Highly endangered in the United States and rarely seen in the wild, the Texas ocelot is a magificent creature by any standard. Once abundant and healthy, these reatures are now hanging onto the thread of continued existence, in danger of extinction as civilization crowds further into the backwoods of Nature's realm.
The Ocelot (Leopardus pardalis), also known as the Painted Leopard, McKenney's Wildcat or Manigordo (in Costa Rica), is a wild cat distributed over South and Central America and Mexico, but is also native to deep South Texas, the only place in North America where the sdmall wildcat can be found in its natural habitat.
The Ocelot's appearance is similar to that of the domestic cat. Its fur resembles that of a Jaguar and was once regarded as particularly valuable. As a result, hundreds of thousands of Ocelots have been killed for their fur. The feline was been classified as a "vulnerable" endangered species.
The Ocelot is mostly nocturnal and very territorial. It will fight fiercely, sometimes to the death, in territorial disputes. Like most felines, it is solitary, usually meeting only to mate. However, during the day it rests in trees or other dense foliage, and will occasionally share its spot with another Ocelot of the same sex.
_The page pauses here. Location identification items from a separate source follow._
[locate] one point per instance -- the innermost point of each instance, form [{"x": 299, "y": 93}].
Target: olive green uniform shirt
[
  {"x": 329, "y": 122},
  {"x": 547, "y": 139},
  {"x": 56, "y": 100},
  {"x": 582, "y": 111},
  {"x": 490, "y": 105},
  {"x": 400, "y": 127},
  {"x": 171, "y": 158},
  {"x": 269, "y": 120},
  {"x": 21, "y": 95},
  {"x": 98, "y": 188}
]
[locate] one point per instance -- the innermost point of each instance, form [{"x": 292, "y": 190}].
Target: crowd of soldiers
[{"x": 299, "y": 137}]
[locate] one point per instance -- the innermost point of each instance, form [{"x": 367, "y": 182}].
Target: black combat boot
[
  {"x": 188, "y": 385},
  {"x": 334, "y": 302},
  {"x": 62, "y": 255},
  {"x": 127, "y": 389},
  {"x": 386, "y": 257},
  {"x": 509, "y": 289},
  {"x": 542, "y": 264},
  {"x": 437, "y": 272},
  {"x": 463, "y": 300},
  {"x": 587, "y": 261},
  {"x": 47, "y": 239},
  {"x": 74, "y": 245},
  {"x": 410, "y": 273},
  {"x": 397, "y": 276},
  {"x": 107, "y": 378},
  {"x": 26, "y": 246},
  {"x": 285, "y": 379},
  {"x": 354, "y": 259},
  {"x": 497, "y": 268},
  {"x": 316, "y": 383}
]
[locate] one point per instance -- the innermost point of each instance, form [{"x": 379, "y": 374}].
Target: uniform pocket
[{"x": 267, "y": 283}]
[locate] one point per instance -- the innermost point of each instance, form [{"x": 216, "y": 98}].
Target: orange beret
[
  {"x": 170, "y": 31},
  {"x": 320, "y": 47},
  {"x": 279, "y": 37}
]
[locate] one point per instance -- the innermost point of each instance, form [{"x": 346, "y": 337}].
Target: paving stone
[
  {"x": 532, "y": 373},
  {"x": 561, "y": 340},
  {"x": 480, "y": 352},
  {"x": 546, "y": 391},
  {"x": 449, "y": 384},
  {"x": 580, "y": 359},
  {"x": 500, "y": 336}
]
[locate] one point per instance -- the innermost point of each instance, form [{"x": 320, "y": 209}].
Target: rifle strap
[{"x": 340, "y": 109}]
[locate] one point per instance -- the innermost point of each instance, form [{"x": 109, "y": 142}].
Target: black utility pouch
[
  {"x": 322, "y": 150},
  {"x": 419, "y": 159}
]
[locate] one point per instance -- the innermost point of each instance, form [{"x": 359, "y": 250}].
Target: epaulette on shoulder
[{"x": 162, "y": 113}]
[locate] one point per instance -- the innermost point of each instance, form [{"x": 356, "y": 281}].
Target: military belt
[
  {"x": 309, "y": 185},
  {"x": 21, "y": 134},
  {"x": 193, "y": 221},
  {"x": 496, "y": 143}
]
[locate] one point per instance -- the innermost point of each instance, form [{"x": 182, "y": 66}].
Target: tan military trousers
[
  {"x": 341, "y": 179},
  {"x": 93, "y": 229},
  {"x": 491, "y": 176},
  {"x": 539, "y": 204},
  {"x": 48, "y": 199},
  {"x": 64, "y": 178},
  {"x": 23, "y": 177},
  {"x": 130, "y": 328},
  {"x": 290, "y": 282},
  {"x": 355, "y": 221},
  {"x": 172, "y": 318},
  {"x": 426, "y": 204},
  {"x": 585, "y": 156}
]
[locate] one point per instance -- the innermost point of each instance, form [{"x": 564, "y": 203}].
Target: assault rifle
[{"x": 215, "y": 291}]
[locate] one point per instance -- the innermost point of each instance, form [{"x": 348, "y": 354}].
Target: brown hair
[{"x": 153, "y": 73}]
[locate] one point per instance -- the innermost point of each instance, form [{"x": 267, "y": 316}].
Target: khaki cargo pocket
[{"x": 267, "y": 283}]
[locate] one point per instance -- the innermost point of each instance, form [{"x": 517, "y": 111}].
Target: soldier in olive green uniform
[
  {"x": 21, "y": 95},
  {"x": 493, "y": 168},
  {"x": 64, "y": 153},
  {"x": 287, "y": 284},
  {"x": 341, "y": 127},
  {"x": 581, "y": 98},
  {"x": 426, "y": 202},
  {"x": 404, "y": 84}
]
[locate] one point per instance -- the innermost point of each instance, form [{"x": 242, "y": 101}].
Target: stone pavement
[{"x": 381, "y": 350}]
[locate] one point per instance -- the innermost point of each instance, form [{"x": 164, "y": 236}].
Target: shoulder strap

When mating, the female will find a den in a cave in a rocky bluff, a hollow tree, or a dense (preferably thorny) thicket. The gestation period is estimated to be 70 days. Generally the female will have 2–4 kittens, born in the autumn with their eyes closed and a thin covering of hair.
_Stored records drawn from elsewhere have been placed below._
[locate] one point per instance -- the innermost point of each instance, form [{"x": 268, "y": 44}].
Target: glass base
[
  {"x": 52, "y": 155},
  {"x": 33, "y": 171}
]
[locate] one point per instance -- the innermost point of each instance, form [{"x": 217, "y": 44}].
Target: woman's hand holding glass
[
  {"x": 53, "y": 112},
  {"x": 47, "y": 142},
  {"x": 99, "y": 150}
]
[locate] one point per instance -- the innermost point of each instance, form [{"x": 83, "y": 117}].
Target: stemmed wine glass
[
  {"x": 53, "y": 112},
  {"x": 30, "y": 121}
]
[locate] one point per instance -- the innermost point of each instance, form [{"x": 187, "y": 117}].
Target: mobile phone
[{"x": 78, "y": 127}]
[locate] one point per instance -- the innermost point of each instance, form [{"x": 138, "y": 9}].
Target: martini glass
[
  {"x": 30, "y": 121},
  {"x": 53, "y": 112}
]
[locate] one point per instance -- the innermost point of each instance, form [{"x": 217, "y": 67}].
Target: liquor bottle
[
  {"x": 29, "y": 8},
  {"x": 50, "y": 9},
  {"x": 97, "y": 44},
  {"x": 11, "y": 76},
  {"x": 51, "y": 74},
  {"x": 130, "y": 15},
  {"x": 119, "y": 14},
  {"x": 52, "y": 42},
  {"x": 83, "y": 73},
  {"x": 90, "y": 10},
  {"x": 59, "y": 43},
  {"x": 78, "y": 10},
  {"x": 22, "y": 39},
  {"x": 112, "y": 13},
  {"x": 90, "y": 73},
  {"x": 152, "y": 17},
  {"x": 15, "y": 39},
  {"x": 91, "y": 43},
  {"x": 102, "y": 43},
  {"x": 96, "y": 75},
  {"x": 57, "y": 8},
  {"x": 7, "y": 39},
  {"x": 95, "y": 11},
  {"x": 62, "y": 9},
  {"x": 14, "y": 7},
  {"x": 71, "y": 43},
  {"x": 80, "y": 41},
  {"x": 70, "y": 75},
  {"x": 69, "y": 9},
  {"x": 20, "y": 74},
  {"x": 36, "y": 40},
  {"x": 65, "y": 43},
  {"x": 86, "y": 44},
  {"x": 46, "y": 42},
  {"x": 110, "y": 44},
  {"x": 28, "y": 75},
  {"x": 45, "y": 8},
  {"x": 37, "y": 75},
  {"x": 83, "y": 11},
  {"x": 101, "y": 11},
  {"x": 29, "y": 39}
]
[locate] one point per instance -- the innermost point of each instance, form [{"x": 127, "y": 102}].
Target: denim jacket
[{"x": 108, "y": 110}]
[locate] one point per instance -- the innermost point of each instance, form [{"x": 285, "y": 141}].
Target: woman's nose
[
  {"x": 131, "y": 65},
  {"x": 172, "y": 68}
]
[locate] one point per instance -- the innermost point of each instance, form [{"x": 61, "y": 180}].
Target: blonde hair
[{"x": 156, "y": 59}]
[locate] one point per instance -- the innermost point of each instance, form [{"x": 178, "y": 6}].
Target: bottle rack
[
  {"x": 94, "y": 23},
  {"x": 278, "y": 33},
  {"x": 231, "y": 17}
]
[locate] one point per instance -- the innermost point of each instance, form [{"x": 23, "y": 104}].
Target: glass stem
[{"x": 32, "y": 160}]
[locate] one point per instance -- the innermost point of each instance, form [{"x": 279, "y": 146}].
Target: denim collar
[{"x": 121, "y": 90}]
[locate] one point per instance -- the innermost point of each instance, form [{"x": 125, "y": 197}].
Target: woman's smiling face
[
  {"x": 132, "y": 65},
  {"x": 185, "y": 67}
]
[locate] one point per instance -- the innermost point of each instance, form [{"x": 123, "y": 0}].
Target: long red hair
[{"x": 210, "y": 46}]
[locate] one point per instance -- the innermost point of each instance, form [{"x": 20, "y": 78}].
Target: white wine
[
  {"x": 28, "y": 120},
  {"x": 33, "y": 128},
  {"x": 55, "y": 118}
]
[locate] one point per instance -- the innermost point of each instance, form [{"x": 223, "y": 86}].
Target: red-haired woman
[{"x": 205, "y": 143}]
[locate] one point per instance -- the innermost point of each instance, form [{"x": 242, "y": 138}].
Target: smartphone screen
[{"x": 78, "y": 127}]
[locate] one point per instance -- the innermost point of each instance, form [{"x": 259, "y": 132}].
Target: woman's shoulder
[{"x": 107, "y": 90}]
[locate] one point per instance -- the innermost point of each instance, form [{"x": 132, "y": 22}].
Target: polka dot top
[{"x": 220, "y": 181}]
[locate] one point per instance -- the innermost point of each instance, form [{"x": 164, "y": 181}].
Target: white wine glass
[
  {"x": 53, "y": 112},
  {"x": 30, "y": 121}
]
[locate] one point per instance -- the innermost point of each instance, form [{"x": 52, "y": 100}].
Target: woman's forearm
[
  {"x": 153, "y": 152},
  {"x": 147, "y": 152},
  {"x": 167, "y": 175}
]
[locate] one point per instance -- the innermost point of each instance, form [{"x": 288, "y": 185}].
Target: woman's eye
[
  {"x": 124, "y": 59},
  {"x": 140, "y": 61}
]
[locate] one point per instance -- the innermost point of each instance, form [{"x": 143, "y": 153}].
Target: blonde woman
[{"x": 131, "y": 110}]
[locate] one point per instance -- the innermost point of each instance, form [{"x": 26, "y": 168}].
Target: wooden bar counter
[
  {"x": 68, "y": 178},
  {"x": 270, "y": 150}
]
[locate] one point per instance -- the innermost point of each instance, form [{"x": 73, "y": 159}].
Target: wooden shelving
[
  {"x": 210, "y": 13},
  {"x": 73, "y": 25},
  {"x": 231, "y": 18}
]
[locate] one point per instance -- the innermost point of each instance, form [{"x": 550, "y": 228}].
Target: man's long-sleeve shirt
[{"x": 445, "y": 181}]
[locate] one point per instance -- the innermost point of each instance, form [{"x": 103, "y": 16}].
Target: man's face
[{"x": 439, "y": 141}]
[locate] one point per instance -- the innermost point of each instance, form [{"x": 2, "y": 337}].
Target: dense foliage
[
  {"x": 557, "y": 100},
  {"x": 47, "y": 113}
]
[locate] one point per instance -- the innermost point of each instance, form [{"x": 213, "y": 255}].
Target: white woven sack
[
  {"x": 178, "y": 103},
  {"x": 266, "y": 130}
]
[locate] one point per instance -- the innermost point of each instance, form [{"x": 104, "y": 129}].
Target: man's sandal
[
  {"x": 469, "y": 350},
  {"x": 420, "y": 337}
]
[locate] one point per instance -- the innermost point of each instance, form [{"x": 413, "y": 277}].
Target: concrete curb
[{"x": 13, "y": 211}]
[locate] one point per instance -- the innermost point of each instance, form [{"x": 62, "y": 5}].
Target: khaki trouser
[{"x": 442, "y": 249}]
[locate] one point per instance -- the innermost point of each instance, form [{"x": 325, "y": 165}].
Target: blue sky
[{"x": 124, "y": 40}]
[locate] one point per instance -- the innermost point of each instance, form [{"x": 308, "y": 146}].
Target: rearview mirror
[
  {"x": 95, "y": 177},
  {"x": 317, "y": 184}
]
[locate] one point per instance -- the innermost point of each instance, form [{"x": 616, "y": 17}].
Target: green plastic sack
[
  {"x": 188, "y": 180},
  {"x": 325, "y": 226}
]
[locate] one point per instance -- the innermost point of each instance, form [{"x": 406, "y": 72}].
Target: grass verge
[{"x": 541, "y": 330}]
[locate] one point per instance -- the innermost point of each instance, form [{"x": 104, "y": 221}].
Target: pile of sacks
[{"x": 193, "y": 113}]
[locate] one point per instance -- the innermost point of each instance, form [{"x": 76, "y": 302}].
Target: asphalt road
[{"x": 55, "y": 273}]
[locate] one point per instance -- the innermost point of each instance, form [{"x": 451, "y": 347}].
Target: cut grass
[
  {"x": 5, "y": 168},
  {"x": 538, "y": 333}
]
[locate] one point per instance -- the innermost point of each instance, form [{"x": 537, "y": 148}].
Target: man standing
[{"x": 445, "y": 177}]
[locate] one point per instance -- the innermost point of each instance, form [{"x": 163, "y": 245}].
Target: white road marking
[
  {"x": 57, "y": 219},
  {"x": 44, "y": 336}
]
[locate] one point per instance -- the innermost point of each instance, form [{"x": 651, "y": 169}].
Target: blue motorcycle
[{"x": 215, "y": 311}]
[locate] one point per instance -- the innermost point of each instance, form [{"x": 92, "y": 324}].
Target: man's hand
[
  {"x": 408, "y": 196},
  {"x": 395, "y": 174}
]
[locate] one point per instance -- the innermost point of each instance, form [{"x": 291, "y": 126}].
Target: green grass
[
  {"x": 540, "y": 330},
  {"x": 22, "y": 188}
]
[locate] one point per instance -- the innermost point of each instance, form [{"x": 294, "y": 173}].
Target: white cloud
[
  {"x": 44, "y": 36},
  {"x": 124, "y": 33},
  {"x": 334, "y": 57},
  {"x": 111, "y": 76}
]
While the Ocelot is well equipped for an arboreal lifestyle and will sometimes take to the trees, it is mostly terrestrial. Prey includes almost any small animal: monkeys, snakes, rodents, fish, amphibians and birds are common prey, as are small domestic animals such as baby pigs and poultry. Almost all of the prey that the Ocelot hunts is far smaller than itself. Studies suggest that it follows and finds prey via odor trails, but the Ocelot also has very keen vision, including night vision.
The 9th Annual Ocelot Festival in February focuses attention on this rare breed of wildlife deep in South Texas. All proceeds from the festival go to supporting research and conservation measures to ensure the long-term survival of this small cat whose numbers are now less than 100 in the United States.
To honor the rare creature and to focus attention on its plight, you are encouraged to participate in the Ocelot Conservation Festival Saturday, Feb. 9, at the Marine Military Academy in Harlingen, sponsored by the Friends of Laguna Atascosa National Wildlife Refuge and the U.S. Fish & Wildlife Service. You can expect to see plenty of live owls, sea turtles, hawks, and snakes, along with many other wild animals! Build a birdhouse, hold a harmless snake and catch a fish in this interactive event geared toward all ages.
Participants can visit booths hosted by the Gladys Porter Zoo of Brownsville, Nature Challenge, Sea Turtle Inc, Sea Life Center, Jr. Angler Program, and participate in a live auction and many other activities for adults and children.
Families, Teachers, Boy & Girl Scout Troops, Outdoor Enthusiasts and anyone looking for an exciting and educational adventure will find this event interesting and rewarding.